I was 17 years old. My friends and I were going out to a party, and we had spent a lot of time crafting the perfect outfits for our adventure. It was the 90s, and we’d visited Hot Topic earlier that day. Someone (not me) may have been wearing a pair of vinyl pants.
Finally ready, we came down the stairs to show my mom, with pride, what we had done. I realized even before she spoke that, somewhere, somehow, I’d made a grievous error. Her eyebrows nearly left her face.
“Why are you wearing that?”
Please now picture that scene in Clueless, where Cher’s father complains about her tiny white date dress. I gave my mother a puzzled pout. It was cute… wasn’t it? Unlike Cher, I didn’t have Calvin Klein’s good name, or Cher’s sense of style, to defend me. I changed into something else.
It’s possible my mother’s question was tattooed on my brain that night because now every time I look at people’s clothes I wonder: why are you wearing that?
Turns out there are many reasons why. Many good reasons, and bad reasons, and odd reasons, and delightful reasons.

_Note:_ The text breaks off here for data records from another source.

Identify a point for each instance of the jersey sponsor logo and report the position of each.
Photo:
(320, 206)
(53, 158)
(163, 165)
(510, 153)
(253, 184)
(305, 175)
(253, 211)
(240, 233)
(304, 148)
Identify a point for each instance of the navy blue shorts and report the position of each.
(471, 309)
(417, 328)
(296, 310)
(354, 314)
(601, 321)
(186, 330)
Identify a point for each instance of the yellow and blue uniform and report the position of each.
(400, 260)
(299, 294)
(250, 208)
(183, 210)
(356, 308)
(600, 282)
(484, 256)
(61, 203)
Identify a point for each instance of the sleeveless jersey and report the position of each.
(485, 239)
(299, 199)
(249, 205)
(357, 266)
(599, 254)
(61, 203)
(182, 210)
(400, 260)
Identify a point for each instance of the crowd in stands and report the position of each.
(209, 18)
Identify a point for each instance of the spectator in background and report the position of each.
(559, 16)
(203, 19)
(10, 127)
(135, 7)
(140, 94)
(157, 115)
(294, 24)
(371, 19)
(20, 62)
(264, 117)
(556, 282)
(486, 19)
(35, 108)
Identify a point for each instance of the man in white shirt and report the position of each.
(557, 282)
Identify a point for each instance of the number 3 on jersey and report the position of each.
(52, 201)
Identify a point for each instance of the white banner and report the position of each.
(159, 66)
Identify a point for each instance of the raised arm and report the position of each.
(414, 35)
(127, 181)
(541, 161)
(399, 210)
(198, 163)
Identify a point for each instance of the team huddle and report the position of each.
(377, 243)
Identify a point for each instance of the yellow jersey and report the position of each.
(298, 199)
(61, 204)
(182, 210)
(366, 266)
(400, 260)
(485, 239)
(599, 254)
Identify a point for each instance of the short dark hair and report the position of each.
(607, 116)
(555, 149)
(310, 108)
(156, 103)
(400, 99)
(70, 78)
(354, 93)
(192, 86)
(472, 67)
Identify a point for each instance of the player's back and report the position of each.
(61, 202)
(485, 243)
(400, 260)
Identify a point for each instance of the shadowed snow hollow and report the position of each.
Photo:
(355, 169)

These reasons range from ridiculously shallow to depths that border on mythological. We dress because of pop culture, sentiment, ceremony, nostalgia. We dress to honor a person or a history that is dear to us. We dress for convenience, practicality. We dress so that we will be noticed. We dress so that we will not be noticed.
This is happening all over the world. Literally everywhere. And I find that fascinating. Every nation, every religion, every family or social group, and ultimately every individual human, has its own spoken or unspoken dress code. In this column, I hope to uncover the stories we are telling through what we wear.

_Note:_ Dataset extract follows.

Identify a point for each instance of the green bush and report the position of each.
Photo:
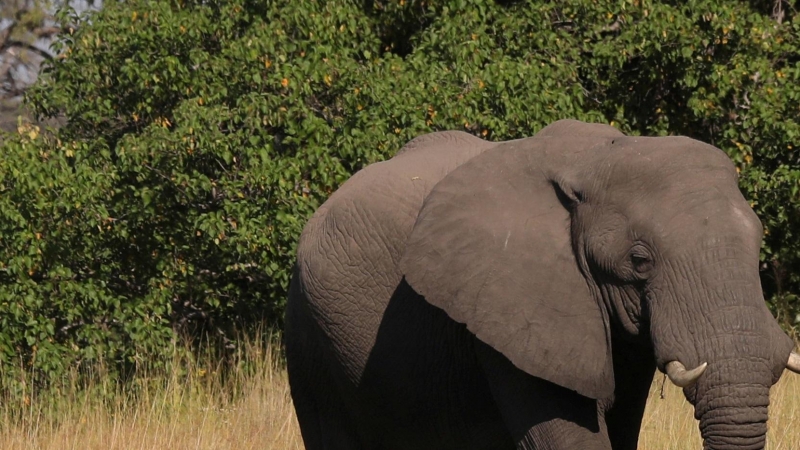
(200, 135)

In a recent interview on The Who What Wear Podcast, fashion designer Rachel Scott connected how we dress with how we speak. “I’ve always been obsessed with language, and I think that’s really how I even view fashion, really,” she said. “The clothes that we wear are like our vocabulary.”
When you choose to put on a vintage t-shirt or a suit or a pair of Crocs, what are you saying? Are you intentionally saying something? Unintentionally? What is it? Most of us overthink, worrying about how others will perceive us, and our sense of style dissolves into blandness. It’s like agreeing with everyone you meet just to get along with them. Like word choices, fashion choices are active, passive, shy, bold, rebellious, or codependent.
Maybe my mom’s question will haunt you now, like it does me (sorry). But really… Why are you wearing that?
The Fashion Plate

For me, the point is that I don’t have to think much. I just kinda have a uniform that just works for me. It consists of this hat, which was a graduation present from an aunt. When my father passed away she took on a mentoring role, and when I graduated with my PhD in Math she gave me this hat. Before that I was never a hat person and now I wear it almost every day. This dress shirt. And I also have a coat which was also a gift from an aunt, on a different side. And these dress pants that I can also climb in or dance in. And that’s about it. That’s my daily thing. I’ve been told that I have “the Oppenheimer look” and I don’t know how I feel about that.